Resilience is an important skill for caregivers
Because caregivers are often in stress-filled and tiring situations, you’ll benefit from increasing your resilience.
This doesn’t mean you’ll never feel stress or hardship, but building resilience means that you can work through the emotions and effects of stress to cope with the ups and downs of life.
This is an especially important skill for caregivers because there are no shortages of ups, downs, and stress! Here are 6 ways to reduce stress by increasing your resilience.
1. Don’t compare yourself to others
It’s tempting to look at other people’s seemingly carefree lives and wish you were them.
Instead of throwing yourself a pity party, remember that everybody’s lives are different. Not better, not worse, just different.
Strive to look for the positive and meaningful things in your life. Focus on improving your outlook and making each day better than the last.
2. Rely on close relationships
When the going gets tough, find ways to spend quality time with people close to you. Get some hugs and lean on their positive energy.
You should get in the habit of asking for help when you need it – don’t be shy. If you’re not sure who to ask, find out how to build a caregiving team. And if anyone offers to help, just say yes!
3. Be a problem solver, not a moper
There will always be challenges in life.

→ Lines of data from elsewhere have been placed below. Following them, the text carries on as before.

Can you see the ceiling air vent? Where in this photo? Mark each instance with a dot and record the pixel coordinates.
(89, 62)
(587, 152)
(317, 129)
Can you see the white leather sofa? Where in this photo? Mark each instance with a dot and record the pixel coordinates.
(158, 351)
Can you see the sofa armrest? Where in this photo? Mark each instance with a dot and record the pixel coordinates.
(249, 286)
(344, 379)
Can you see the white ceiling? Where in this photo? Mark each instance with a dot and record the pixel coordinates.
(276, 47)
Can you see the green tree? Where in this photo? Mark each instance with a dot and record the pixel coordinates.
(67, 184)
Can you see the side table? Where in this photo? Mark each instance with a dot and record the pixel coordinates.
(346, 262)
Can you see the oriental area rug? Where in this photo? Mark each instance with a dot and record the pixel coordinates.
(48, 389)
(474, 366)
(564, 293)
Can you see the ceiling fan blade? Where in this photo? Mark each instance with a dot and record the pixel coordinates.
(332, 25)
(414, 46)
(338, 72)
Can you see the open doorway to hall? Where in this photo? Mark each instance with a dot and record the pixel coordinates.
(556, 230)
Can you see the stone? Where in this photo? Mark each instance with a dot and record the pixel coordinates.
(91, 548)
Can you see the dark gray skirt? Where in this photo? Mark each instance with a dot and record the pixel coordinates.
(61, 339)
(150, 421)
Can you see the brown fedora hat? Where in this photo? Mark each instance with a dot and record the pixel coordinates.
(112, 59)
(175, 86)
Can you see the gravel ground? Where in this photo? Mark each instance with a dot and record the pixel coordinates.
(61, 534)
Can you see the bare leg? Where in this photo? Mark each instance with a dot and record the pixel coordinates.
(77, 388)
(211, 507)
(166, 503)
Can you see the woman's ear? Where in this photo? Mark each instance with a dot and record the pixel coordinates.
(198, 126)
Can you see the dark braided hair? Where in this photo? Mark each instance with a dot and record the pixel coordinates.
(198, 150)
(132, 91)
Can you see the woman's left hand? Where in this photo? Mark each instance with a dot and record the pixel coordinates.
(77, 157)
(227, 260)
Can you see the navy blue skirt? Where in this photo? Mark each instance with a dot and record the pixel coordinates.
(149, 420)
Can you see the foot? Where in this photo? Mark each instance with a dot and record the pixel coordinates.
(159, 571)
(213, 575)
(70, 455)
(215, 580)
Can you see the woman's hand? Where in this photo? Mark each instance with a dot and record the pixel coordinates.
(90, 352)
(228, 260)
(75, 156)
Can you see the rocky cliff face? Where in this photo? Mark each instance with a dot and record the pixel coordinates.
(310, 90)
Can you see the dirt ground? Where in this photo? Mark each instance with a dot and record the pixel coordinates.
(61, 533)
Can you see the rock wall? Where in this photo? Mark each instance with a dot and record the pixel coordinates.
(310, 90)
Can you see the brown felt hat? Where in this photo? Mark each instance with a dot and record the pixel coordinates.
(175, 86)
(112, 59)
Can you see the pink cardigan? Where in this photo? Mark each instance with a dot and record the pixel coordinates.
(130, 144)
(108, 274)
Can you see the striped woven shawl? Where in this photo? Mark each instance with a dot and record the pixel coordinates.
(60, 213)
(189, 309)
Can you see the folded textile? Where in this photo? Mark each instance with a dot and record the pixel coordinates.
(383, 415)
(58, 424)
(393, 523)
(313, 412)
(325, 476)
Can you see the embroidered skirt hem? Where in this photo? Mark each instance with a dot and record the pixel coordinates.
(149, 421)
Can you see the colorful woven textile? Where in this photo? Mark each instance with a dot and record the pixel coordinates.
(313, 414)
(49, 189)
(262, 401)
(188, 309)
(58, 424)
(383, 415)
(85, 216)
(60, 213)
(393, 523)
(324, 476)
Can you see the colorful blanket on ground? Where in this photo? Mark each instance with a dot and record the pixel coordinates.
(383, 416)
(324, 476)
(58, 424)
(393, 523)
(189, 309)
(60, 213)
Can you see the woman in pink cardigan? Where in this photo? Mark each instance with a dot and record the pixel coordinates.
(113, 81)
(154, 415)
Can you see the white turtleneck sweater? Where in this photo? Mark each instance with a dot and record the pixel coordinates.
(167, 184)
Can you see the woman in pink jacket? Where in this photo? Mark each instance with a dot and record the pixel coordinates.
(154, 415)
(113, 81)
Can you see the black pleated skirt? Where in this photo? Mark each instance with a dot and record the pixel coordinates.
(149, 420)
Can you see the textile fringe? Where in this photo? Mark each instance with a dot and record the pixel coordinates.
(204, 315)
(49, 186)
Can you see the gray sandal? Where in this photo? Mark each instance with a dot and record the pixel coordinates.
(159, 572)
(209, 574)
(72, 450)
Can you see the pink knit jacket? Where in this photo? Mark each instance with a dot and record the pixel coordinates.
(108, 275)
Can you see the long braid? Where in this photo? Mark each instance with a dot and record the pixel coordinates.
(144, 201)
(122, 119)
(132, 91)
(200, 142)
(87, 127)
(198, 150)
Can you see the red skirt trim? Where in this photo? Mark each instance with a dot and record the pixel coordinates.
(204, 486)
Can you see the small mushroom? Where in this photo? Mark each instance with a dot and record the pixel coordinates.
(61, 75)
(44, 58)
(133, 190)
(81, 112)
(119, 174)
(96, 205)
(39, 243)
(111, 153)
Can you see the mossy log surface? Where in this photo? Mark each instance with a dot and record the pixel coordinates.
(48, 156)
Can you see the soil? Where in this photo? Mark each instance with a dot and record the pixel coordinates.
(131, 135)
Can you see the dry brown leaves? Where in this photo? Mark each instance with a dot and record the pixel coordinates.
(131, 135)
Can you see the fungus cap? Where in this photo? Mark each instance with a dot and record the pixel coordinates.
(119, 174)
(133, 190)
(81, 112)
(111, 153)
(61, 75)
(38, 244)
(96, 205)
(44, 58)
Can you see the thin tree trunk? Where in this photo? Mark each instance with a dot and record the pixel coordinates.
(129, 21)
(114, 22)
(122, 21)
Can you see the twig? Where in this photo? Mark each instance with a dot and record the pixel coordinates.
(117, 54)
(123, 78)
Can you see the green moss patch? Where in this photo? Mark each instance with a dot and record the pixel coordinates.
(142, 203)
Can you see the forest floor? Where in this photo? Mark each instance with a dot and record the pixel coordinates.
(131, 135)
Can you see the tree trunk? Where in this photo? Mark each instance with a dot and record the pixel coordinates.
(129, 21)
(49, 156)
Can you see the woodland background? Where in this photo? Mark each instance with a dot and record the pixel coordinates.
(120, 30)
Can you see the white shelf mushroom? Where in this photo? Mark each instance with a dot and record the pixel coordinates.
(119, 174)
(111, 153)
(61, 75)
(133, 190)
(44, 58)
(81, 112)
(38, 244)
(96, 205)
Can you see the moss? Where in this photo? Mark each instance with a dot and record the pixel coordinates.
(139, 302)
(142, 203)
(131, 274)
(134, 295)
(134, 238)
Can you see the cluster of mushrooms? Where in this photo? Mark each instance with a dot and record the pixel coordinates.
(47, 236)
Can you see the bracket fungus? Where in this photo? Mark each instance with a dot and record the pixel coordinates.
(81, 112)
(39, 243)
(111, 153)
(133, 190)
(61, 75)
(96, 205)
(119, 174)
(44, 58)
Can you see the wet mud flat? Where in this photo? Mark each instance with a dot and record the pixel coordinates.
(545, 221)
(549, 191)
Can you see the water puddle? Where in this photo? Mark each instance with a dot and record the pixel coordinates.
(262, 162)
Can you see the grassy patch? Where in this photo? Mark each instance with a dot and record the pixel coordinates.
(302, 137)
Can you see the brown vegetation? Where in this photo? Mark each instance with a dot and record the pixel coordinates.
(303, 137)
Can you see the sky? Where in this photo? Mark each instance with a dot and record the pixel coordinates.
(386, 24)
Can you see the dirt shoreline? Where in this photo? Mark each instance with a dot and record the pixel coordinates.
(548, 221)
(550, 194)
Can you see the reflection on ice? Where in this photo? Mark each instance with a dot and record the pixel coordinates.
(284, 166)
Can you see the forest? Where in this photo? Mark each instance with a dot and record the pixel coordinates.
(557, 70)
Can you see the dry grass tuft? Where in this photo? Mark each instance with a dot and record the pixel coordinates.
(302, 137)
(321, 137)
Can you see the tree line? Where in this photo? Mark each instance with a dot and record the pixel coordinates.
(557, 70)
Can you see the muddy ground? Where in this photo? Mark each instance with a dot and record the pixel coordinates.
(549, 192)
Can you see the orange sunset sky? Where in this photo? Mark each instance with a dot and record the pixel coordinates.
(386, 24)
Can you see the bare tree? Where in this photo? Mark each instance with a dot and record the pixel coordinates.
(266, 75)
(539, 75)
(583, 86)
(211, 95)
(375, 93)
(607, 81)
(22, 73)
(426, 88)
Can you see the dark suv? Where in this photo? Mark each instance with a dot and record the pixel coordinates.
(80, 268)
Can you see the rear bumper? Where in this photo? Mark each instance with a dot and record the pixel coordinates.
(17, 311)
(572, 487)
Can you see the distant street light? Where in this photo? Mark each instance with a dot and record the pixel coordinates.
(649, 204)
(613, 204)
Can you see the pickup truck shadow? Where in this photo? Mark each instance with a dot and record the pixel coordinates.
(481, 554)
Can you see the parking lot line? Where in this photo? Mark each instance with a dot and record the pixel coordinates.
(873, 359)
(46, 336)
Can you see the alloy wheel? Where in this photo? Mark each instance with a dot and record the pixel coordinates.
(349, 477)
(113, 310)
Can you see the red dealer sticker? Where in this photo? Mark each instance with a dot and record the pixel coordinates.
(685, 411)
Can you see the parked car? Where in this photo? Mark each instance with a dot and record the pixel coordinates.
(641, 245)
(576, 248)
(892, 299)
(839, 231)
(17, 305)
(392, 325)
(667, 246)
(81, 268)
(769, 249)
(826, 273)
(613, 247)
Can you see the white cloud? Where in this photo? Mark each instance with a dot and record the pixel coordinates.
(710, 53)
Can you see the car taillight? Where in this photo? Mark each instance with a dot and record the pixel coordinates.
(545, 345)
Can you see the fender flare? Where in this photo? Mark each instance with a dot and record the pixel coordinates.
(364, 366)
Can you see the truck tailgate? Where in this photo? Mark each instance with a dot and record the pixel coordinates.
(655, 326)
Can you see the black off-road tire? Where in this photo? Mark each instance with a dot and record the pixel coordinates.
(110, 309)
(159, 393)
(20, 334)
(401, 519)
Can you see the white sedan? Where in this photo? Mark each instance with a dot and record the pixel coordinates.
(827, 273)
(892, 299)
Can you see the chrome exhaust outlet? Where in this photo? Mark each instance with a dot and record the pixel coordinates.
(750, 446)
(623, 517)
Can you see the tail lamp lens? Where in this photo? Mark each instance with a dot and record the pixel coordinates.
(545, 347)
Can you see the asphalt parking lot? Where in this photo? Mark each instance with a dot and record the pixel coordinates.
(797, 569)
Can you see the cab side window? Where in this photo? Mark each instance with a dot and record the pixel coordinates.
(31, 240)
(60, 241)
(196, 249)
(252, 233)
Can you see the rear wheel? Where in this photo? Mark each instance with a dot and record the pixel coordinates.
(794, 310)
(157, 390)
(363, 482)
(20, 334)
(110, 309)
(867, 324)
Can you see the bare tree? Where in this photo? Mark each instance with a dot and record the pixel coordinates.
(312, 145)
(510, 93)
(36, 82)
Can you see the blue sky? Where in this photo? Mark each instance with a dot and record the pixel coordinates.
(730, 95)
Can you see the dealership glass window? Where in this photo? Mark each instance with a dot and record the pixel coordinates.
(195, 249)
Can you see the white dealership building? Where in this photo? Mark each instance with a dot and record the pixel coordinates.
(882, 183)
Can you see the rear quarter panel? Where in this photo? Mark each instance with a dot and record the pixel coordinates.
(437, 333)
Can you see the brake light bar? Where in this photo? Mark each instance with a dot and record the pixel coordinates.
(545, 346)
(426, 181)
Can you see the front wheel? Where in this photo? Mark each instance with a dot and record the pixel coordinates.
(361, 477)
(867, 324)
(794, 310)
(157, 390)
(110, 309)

Instead of wishing you could lie on the couch until the crisis is over, decide that you’ll meet the situation head on.
Use your problem solving and communication skills to find ways to improve, change, or solve the situation. Check here for 5 places to find caregiver resources.
If you still have questions, email us at email@example.com – we’re always here to help!
4. Find humor in everyday life
Just like kids, older people sometimes say and do the darndest things! Sometimes you’ve just gotta laugh.
Look for opportunities to see the humor in everyday life and laugh out loud. Not only is laughter good for the soul, it’s actually good for your body too!
6. Don’t try to control life
Probably the most important thing for caregivers to remember is that you just can’t control life. Things will happen – both good and bad.
Learn to roll with the punches and take each day as it comes. We’re not suggesting that you lay down and get steamrolled. You’ll still take action and do what’s needed.
But letting go of the idea that you can force things to go a certain way frees up energy that you can use in positive ways.